Bridget Doyle is the Director of Community Relations for the City of Sterling Heights, MI and a leader of ELGL Midwest. You can read her other work in the Communication Breakdown column.
Can You Explain Zoning Regulations to an 11-Year-Old?
By: Bridget Doyle, LinkedIn and Twitter
In the municipal day-to-day, there is a plethora of technical information discussed, shared and used as the basis for decision-making. As with any profession, this jargon is packed with acronyms and semi-complicated terminology that serves as an important tool for those in the field. From economic development to finance to legislation, there’s an endless sea of policy and procedure that needs to be explained to the community. It might be OK for lawyers, accountants and architects to live and communicate within their jargon-filled sphere, but as public servants, we have a duty to share and explain what we do to the public.
One challenge for local government communicators—and those who communicate on behalf of their department—is how much to simplify the information for the public. Do we assume we are communicating with an intelligent group to avoid talking down to our audience? Or, do we over-simplify so our information is clear and understandable for the largest group possible, not bound by age or education level?
The answer isn’t simple, but we should operate believing every item worth communicating requires a thoughtful plan. An inspiring organization and one local government professionals should borrow from is the Alan Alda Center for Communicating Science at New York’s Stony Brook University. The Alan Alda Center offers instructional programs, workshops, conferences, lectures, coaching opportunities and more in an effort to help scientists learn to improve the public communication of science. The Center’s mantra is working “…to enhance understanding of science by helping train the next generation of scientists and health professionals to communicate more effectively with the public, public officials, the media, and others outside their own discipline. We believe that scientists have a responsibility to share the meaning and implications of their work, and that an engaged public encourages sound public decision-making.”
As a government communicator, this really hits home. The Alan Alda Center for Communicating Science effectively nails the mission behind communicating something complicated for the public: it is our responsibility. Additionally, the better we communicate, the more likely the public will be engaged. An engaged and active community should be the utmost goal for local governments, and so much of it begins with effective communication.
An excellent and innovative program run through the Alan Alda Center is “The Flame Challenge.” The Flame Challenge” asks scientists a question posed by 11-year-olds and asks them to explain and respond “in a way that will enlighten 11-year-olds and awaken their interest…” The contest is judged by a group of 11-year-olds and both a written and graphic winner receive a $1,000 cash prize. This year’s question is “What is sleep?” but the contest began in 2011 with Alda’s childhood question to scientists “What is a flame?”
“What is Sleep?” from Alan Alda Center on Vimeo.
In a recent NPR interview, Alan Alda said the mission of the Center for Communicating Science and The Flame Challenge is to remove the “ivory tower” perception of scientists and bring clarity to the field. [The Flame Challenge] not a test of what you know, Alda said, it’s how you communicate.
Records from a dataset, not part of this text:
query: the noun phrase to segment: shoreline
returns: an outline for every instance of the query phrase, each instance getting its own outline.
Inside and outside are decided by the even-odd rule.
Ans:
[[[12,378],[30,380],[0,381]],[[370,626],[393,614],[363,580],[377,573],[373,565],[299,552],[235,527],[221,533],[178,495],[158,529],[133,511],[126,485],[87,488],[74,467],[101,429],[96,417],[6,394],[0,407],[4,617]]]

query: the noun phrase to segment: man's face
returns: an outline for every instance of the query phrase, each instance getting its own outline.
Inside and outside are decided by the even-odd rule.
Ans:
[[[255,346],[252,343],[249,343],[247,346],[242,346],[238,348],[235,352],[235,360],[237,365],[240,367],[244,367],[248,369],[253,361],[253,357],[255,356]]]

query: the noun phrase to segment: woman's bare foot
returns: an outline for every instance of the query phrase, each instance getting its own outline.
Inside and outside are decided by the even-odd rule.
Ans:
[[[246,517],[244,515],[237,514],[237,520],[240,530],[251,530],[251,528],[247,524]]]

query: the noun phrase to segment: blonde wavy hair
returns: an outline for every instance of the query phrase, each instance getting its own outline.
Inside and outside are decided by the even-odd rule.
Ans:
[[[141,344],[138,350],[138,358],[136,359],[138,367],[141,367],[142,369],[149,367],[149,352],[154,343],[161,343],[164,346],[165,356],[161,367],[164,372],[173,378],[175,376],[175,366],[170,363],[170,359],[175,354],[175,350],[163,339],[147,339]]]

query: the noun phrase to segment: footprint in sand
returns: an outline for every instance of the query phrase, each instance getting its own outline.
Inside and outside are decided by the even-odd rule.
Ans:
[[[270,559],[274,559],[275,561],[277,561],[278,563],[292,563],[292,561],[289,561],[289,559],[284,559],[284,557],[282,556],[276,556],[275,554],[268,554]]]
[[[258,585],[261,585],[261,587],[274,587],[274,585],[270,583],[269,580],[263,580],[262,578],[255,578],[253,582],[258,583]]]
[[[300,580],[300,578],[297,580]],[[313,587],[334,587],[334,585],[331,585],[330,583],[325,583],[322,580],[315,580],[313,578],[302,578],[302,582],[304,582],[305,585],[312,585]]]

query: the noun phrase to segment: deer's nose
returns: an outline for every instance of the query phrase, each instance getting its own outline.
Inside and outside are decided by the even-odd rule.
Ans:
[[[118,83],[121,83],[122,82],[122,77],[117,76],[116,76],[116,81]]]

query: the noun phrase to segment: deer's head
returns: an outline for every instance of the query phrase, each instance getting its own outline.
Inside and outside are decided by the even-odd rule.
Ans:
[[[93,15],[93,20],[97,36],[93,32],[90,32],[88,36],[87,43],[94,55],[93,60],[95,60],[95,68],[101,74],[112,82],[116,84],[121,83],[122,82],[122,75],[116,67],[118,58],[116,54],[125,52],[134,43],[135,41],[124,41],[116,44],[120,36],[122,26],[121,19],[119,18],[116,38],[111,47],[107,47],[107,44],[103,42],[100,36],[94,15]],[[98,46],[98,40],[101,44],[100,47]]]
This is how we should operate as local government communicators. Can you explain that recent road project or City Council decision to an 11-year-old? Are we working our hardest to make sure the information we share with the public is thoughtful, clear and digestible by the public? Is it exciting and engaging? Will it spark public participation and help engage our community? These should be our goals. Hats off to the Alan Alda Center for Communicating Science and those behind The Flame Challenge for paving the way for a new generation of communication.